An Empirical Evaluation of In-Memory Multi-Version Concurrency Control
Currently, multi-version concurrency control is a popular concurrency control scheme in DBMSs, but it has many design choices. This paper made the evaluation of MVCC's performance under different design choices, including concurrency control protocol, version storage, garbage collection, and index management. This paper highlights the trade-offs of different design choices and their bottlenecks. They implemented different MVCC approaches to be evaluated in the Peloton DBMS. The workloads used for evaluation are modified YCSB and TPC-C.
Fast Serializable Multi-Version Concurrency Control for Main-Memory Database Systems
MVCC is widely used in many DBMSs, but most systems only implement snapshot isolation, because adding serializability guarantee could be expensive. In this paper, the authors propose an MVCC implementation that has little overhead when adding serializability guarantee by precision locking and checking writes of recently committed transactions. They also use VersionedPosition column to provide high scan performance. They implemented their MVCC in the HyPer main-memory database system. The workloads used for evaluation include the SIBENCH benchmark, TPC-C, The Telecommunication Application Transaction Processing (TATP) benchmark and TPC-H.
Hybrid Garbage Collection for Multi-Version Concurrency Control in SAP HANA
In mixed OLTP and OLAP workloads, OLTP workloads will generate many versions, but long-running OLAP query will block garbage collection.

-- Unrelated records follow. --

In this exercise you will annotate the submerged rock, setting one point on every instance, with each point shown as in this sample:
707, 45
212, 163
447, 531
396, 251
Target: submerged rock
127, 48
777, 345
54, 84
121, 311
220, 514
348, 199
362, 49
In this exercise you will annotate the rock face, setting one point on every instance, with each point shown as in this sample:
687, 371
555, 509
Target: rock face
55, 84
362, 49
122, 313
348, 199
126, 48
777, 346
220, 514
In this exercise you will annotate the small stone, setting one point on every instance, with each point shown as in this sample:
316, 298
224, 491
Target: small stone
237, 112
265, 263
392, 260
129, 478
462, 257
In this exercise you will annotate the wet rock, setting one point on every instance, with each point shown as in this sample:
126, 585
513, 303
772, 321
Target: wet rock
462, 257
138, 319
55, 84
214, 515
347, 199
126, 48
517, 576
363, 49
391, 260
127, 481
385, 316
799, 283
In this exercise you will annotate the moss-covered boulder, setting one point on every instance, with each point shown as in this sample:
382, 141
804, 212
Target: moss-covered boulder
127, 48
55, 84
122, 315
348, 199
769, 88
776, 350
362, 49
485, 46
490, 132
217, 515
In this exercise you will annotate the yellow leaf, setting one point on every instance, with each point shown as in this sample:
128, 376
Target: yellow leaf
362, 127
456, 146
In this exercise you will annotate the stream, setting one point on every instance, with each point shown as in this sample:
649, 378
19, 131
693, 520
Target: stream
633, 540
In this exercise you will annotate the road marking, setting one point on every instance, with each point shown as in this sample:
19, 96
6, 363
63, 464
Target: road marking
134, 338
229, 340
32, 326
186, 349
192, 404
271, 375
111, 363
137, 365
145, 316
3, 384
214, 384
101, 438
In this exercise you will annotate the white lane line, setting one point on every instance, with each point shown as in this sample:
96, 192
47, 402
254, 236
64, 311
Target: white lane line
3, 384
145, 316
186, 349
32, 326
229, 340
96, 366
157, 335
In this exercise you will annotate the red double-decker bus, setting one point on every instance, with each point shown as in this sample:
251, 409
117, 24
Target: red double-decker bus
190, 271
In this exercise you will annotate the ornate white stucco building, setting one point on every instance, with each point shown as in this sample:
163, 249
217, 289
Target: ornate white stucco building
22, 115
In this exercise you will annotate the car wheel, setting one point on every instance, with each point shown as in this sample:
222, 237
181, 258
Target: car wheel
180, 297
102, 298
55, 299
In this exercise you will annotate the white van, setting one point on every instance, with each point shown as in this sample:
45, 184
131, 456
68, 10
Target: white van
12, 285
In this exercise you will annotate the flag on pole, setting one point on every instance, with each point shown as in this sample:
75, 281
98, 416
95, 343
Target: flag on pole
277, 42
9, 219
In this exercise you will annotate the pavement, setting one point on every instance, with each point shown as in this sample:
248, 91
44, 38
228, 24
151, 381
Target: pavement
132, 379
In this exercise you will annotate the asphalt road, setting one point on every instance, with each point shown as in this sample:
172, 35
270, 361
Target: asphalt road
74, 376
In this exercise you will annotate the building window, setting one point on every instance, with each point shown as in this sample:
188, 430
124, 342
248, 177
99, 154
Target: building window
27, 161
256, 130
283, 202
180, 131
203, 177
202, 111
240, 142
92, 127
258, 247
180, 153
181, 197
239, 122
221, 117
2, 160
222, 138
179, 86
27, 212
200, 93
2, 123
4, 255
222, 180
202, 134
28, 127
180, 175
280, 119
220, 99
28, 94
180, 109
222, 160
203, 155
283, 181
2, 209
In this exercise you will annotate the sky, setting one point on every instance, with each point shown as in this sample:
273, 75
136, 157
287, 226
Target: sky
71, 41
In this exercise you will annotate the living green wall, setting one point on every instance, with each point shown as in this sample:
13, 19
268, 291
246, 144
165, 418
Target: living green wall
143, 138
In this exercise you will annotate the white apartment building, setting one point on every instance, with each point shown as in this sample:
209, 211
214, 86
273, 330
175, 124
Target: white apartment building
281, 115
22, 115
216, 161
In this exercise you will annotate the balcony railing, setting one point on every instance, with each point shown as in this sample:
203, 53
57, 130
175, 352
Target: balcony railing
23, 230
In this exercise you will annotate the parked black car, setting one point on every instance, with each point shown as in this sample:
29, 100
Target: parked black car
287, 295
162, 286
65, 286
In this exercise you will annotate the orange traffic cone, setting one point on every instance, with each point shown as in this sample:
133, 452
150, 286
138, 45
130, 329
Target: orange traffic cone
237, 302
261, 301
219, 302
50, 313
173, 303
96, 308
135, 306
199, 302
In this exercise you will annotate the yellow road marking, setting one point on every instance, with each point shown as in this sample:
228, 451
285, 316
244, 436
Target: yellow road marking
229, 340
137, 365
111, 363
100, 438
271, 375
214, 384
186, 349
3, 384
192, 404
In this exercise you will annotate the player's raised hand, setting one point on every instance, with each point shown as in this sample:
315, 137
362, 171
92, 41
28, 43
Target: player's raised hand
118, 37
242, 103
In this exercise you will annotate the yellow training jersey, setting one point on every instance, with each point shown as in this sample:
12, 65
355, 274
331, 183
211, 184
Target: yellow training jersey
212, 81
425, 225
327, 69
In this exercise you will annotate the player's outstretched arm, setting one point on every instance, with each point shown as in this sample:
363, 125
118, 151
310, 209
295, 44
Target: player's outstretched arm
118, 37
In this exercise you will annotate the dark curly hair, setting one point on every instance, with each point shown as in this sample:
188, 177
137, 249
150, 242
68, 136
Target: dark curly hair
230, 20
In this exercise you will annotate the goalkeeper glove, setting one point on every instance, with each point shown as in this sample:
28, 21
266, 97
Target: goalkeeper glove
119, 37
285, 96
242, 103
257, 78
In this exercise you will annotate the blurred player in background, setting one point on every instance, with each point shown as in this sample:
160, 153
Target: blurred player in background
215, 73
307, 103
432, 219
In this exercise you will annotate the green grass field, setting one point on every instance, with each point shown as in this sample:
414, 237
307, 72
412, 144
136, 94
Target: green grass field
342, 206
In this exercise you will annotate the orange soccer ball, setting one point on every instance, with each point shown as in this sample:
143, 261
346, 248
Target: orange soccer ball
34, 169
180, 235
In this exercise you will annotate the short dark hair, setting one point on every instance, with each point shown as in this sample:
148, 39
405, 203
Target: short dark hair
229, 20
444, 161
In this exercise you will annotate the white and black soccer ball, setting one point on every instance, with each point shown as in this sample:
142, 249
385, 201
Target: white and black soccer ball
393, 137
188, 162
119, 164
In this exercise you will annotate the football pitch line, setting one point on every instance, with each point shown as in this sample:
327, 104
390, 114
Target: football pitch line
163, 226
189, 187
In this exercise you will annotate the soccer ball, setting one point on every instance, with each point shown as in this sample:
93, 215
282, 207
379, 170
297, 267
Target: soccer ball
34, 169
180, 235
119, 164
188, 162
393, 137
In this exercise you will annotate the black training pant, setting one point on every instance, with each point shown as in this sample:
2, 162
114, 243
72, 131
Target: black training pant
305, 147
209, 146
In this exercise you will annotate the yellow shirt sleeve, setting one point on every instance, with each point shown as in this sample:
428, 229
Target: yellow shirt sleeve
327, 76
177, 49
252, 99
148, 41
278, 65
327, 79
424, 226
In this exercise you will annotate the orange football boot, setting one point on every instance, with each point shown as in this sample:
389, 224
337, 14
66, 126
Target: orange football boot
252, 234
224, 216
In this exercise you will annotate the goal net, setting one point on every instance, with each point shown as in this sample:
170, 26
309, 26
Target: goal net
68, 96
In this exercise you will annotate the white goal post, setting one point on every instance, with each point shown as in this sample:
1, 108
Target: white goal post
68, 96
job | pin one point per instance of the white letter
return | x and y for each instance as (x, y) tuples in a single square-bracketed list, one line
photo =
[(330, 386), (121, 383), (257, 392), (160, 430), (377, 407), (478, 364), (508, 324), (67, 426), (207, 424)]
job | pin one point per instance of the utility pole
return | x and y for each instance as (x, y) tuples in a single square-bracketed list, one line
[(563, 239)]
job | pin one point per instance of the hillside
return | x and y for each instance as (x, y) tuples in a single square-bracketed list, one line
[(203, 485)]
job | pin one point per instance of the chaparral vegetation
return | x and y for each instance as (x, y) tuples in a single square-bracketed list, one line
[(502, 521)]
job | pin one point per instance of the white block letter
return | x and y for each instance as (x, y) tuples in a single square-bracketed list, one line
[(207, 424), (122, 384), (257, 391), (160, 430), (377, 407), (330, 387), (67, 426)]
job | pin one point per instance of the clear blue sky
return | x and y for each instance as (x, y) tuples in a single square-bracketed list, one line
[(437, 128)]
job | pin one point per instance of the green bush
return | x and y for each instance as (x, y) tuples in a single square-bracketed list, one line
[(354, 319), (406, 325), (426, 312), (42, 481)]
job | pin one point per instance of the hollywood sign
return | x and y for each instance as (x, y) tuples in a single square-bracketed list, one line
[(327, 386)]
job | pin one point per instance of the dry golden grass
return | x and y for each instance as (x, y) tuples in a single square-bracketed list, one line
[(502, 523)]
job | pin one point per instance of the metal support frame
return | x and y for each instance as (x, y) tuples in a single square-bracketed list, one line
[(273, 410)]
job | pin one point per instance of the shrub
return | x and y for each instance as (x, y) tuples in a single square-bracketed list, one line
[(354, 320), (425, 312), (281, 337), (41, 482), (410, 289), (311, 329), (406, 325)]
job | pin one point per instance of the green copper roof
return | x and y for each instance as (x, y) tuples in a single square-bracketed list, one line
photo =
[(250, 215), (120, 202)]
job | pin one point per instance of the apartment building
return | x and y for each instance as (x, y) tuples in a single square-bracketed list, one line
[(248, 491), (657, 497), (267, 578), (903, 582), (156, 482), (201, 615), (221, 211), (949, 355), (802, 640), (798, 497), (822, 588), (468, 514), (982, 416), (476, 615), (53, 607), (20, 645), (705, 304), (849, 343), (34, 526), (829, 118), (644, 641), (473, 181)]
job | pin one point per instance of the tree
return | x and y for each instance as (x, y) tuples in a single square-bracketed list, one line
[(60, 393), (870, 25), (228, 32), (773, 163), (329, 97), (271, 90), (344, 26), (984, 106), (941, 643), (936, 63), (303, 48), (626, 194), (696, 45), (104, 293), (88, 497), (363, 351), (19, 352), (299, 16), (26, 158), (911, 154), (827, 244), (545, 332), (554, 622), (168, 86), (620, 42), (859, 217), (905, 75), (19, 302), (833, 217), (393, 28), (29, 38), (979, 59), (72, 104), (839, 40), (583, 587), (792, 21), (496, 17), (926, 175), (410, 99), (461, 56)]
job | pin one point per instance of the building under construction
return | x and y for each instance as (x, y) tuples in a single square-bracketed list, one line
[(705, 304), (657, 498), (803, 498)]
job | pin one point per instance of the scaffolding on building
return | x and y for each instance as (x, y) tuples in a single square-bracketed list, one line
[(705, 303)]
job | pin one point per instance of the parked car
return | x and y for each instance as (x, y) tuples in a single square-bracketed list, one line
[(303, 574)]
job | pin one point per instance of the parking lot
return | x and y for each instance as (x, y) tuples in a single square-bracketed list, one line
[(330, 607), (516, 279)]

This paper contributes ideas to handle this problem, including interval GC (using visible intervals to check for visibility), group GC (GC in the unit of commit groups), table GC (using the information that some tables are irrelevant to some transactions). Finally, the authors combined these ideas and created HybridGC. Their HybridGC is implemented in SAP HANA in-memory database. The workload used in the evaluation is modified TPC-C benchmark with additional long-running queries.
A Survey of B-Tree Locking Techniques
The paper first distinguishes B-Tree "locking" into two forms: locks and latches. Locks protect database's logic contents and separate transactions. Latches protect shared data structures, are embedded in the data structure itself, separate threads and avoid deadlocks by coding disciplines.
For latches, the paper talks about ideas like read-only/read-write latches, latch coupling, B-Trees with relaxed constraints like B^link-Trees and asynchronous B-Tree structure maintenance.
For locks, the paper covers key range locking for preventing phantoms to ensure serializability. It talks about optimizations like ghost records, hierarchical locking, and the increment lock mode.
This paper contains no implementation and has no evaluation part.